The helicopter was later transported to the operator’s facility in Bend, Oregon, where the engine was functionally tested. The engine was started and ran normally, and all parameters where within normal limits.

During the examination, it was discovered that one of the magnets used to provide rotor RPM indications was missing from the transmission yoke. There was scaring on one of the sensors opposite this magnet, indicating it had made contact with the magnet while the yoke was rotating. According to Robinson Helicopters, if one of the magnets or sensors opens, rotor RPM will drop and the low rotor RPM warning horn will activate. The magnet was later found affixed to a bolt just aft of the yoke, and a small dent was found on the horizontal firewall.

According to Robinson Helicopter, rapid throttle changes in the R44 can result in the fuel-air ratio becoming too rich or too lean to sustain engine operation and result in an engine failure, particularly at higher density altitudes.


NTSB Identification: CEN13LA194 
 14 CFR Part 91: General Aviation
Accident occurred Thursday, March 14, 2013 in Eagle Nest, NM
Aircraft: ROBINSON HELICOPTER COMPANY R44 II, registration: N392GP
Injuries: 2 Uninjured.

This is preliminary information, subject to change, and may contain errors. Any errors in this report will be corrected when the final report has been completed. NTSB investigators may not have traveled in support of this investigation and used data provided by various sources to prepare this aircraft accident report.

On March 14, 2013, about 1430 mountain daylight time, the pilot of a Robinson R-44, N392GP, was forced to autorotate to an open field after the engine lost power near Eagle Nest, New Mexico. The certificated flight instructor and student pilot were not injured. The helicopter was substantially damaged. The helicopter was registered to Global Positioning Services, Inc., Anchorage, Alaska, and was operated by Leading Edge Aviation, Inc., Bend, Oregon, under the provisions of 14 Code of Federal Regulations Part 91 as a instructional flight. Visual meteorological conditions prevailed at the time of the accident, and no flight plan had been filed. The flight originated at Fort Smith, Arkansas, with an en route stop at Dalhart, Texas, and was en route to Moab, Utah, and Bend, Oregon.
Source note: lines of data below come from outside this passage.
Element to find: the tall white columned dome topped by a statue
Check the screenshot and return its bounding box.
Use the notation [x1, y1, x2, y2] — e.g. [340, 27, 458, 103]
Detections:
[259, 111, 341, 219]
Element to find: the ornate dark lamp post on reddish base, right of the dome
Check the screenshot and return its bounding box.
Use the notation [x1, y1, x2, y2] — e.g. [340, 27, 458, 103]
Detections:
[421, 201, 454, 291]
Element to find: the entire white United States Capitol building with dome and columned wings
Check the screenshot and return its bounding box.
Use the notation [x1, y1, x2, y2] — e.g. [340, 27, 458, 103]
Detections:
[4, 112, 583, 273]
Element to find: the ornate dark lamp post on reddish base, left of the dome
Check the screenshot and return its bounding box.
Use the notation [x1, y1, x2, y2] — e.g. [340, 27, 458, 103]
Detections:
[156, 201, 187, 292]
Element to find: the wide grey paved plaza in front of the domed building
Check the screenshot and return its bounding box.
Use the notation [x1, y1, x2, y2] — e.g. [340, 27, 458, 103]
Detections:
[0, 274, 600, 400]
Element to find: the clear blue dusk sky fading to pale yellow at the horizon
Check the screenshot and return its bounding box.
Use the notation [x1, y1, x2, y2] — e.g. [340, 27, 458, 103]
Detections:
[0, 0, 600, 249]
Preliminary information indicates the engine lost power while the helicopter was in cruise flight. The flight instructor autorotated the helicopter to an open field. The tail boom was severed by the main rotor blades when the helicopter struck the ground.




The tail of a helicopter broke off during a hard landing at about 2:30 p.m. Thursday (March 14) in a field near Eagle Nest.
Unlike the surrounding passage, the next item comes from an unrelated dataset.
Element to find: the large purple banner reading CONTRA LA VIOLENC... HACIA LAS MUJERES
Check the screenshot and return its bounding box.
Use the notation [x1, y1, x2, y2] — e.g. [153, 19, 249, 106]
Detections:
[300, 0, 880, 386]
Assistant Moreno Valley Fire Department Chief Craig Sime said that neither one of the two people onboard the aircraft were injured in the accident, which occurred near the village boundary northeast of Therma Way and Iron Queen Drive.

Village of Eagle Nest employee Amarante Tafoya said he was checking a road in the area when the helicopter came down.

“It just sounded like an engine cut out, and it just smoothly came down and hit the ground,” he said.

Tafoya estimated that the helicopter fell about 10 feet, and he said the tail broke off while it was still in the air.

“They were kind of sputtering, and then they got to their lowest point and they just cut out and landed right there,” he said.

The New Mexico State Police took control of the scene at about 4 p.m. Thursday.

The helicopter is registered to Global Positioning Services, Inc. of Anchorage, Alaska, according to a search of the aircraft’s N number on the Federal Aviation Administration website.

The helicopter accident came less than two weeks after four people died in a single-engine airplane crash March 3 in Angel Fire, which is about 10 miles south of Eagle Nest.